Gli acquisti del biologico sono cresciuti senza che vi fossero campagne di informazione adeguate, fa parte ormai di una sensibilità che i cittadini hanno. Ma è chiaro che bisognerebbe rafforzare la comunicazione, sia nel rapporto diretto tra produttori e cittadini, sia con campagne messe a punto dal pubblico.

Cosa dovrebbero sapere i consumatori?

Andrebbero comunicati tre valori fondamentali: il biologico punta a mantenere la fertilità del suolo attraverso la concimazione organica e la gestione agronomica delle rotazioni colturali, dei sovesci, della trinciatura delle erbe; fondamentale perché la sostanza organica nel suolo consente di contrastare il cambiamento climatico. Poi c’è la tutela della biodiversità negli spazi naturali e agricoli, infine il fatto che l’agricoltura biologica non utilizza la chimica di sintesi, quindi nessun pesticida, concime chimico, diserbante. E se il biologico costa un po’ di più, è perché questo metodo produttivo occupa più persone: l’incidenza di lavoro è del 30% superiore al convenzionale.

Il concetto di sostenibilità ambientale si lega a quello etico, ma rischia di rivelarsi un’etichetta vuota. Come si impediscono nella pratica lo sfruttamento della manodopera e le infiltrazioni delle agromafie?

È evidente che un sistema come quello del biologico offre maggiori garanzie anche nell’approccio corretto al lavoro. Non ci sono al momento norme specifiche, ma c’è un indirizzo di ordine generale che rappresenta un tratto identitario delle aziende biologiche: la difesa dell’ambiente e della salute sono strettamente connesse all’etica del lavoro. Alcune aziende rendono tracciabile anche la catena di composizione del prezzo, mettendo in evidenza la remunerazione dei produttori agricoli, proprio nel rispetto dei lavoratori.

Come si tutelano le piccole produzioni locali, forse quelle su cui l’Italia può essere più competitiva, rispetto alla GDO con un peso sempre più forte basato sul modello dell’agricoltura industriale?

Lo stesso Manifesto del bio 2030 indica più soluzioni.
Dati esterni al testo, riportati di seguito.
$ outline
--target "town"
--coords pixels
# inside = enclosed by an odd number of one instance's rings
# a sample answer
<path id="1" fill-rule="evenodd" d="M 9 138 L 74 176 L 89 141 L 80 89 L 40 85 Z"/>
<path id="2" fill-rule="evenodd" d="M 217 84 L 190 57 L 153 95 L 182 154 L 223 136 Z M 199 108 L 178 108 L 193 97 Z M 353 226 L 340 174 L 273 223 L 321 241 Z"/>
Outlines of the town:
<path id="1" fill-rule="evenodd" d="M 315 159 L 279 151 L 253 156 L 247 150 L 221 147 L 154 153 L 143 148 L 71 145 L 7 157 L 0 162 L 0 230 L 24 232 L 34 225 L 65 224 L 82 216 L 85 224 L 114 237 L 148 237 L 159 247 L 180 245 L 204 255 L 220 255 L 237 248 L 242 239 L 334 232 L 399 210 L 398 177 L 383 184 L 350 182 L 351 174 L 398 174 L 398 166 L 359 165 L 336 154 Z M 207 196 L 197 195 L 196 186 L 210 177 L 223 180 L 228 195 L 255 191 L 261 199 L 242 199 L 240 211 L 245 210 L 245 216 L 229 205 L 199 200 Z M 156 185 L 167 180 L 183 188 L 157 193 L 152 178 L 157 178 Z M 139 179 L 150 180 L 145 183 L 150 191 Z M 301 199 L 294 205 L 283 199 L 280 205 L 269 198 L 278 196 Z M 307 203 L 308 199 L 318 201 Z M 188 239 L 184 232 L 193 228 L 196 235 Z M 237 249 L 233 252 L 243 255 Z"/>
Una strada da perseguire può essere quella delle filiere corte locali, del rapporto diretto produttore-cittadino, che offre grandi opportunità alle piccole e medie imprese. E direttamente collegata alle filiere corte, ci sono le esperienze dei bio-distretti.
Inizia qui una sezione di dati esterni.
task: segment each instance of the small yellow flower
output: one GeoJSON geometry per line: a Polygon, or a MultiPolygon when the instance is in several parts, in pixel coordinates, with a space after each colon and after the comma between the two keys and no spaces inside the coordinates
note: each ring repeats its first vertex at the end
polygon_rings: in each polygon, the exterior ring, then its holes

Dei bio-distretti tratta proprio il disegno di legge sul biologico.

Esatto. Sono un punto importante sia nella legge sul biologico sia nel Manifesto 2030. Però se vogliamo dare garanzie al consumatore anche su prodotti di larga scala, e se vogliamo salvare il pianeta, dobbiamo convertire buona parte dell’agricoltura al biologico. Aumentare la produzione significa costruire filiere del Made in Italy bio in cui tutti i passaggi dal produttore alla distribuzione siano resi trasparenti, trovando il giusto prezzo anche per l’agricoltore. Abbassare i prezzi non garantisce né la tutela dell’ambiente, né il rispetto dei lavoratori, né prodotti sani per i cittadini.
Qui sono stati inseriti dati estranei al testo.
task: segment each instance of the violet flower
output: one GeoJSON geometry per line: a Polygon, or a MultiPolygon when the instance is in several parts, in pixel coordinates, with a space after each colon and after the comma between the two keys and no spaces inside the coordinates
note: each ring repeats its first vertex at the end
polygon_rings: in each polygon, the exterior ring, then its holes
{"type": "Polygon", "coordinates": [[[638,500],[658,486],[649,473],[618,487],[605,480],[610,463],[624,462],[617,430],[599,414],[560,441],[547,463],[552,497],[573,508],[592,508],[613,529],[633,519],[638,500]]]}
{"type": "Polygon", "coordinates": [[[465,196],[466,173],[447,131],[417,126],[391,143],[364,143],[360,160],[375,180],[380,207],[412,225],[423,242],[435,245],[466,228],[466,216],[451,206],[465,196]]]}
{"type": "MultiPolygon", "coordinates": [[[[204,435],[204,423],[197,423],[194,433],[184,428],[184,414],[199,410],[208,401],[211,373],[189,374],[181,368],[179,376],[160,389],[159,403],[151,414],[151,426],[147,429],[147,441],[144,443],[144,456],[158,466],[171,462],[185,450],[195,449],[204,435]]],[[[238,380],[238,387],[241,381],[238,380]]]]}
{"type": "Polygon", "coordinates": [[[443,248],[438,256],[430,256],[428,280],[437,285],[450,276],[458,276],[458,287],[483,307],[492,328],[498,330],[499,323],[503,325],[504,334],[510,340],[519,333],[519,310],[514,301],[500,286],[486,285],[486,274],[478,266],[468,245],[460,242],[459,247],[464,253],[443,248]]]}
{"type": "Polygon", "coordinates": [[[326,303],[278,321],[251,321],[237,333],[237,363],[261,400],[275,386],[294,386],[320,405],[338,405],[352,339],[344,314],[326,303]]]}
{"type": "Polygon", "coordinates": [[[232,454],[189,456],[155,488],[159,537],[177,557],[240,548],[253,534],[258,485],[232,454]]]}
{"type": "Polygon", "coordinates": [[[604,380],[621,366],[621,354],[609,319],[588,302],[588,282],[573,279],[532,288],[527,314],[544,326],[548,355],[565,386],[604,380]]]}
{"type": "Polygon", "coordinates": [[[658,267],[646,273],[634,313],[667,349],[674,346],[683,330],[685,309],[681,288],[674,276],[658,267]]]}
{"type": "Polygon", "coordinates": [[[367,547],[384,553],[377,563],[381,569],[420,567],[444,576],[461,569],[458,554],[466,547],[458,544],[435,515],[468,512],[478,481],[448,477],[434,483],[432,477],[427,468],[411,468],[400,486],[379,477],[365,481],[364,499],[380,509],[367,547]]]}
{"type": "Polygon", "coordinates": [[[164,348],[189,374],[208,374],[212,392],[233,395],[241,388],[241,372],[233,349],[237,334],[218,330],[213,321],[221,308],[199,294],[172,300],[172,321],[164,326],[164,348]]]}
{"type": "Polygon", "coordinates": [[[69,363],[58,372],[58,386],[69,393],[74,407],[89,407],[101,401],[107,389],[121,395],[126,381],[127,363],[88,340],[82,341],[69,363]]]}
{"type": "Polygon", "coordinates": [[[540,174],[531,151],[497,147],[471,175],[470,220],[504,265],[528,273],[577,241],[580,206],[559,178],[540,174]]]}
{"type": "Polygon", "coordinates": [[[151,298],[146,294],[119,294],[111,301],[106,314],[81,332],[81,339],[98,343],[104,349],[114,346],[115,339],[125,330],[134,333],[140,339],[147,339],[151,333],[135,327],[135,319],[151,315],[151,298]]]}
Cosa vi aspettate quindi dalla riforma della Politica Agricola Comune 2021-2027?

Che cambino aspetti importanti, perché fino ad oggi le maggiori risorse finanziarie sono andate al convenzionale. Il bilancio comunitario per il 38% ancora è dedicato all’agricoltura e una quota così alta può essere mantenuta solo se l’Unione Europea aiuta chi produce beni pubblici. Dobbiamo puntare ad avere indicatori concreti di risultato, che ci dicano quanto è aumentata la sostanza organica nei suoli, quanto si è ridotto l’inquinamento delle acque da pesticidi, quanto è aumentata la biodiversità con le pratiche agricole biologiche. Il biologico è in grado di dimostrare i benefici che riesce a produrre, ma purtroppo fino ad oggi i benefici sono stati misurati solo sull’aumento delle documentazioni burocratiche.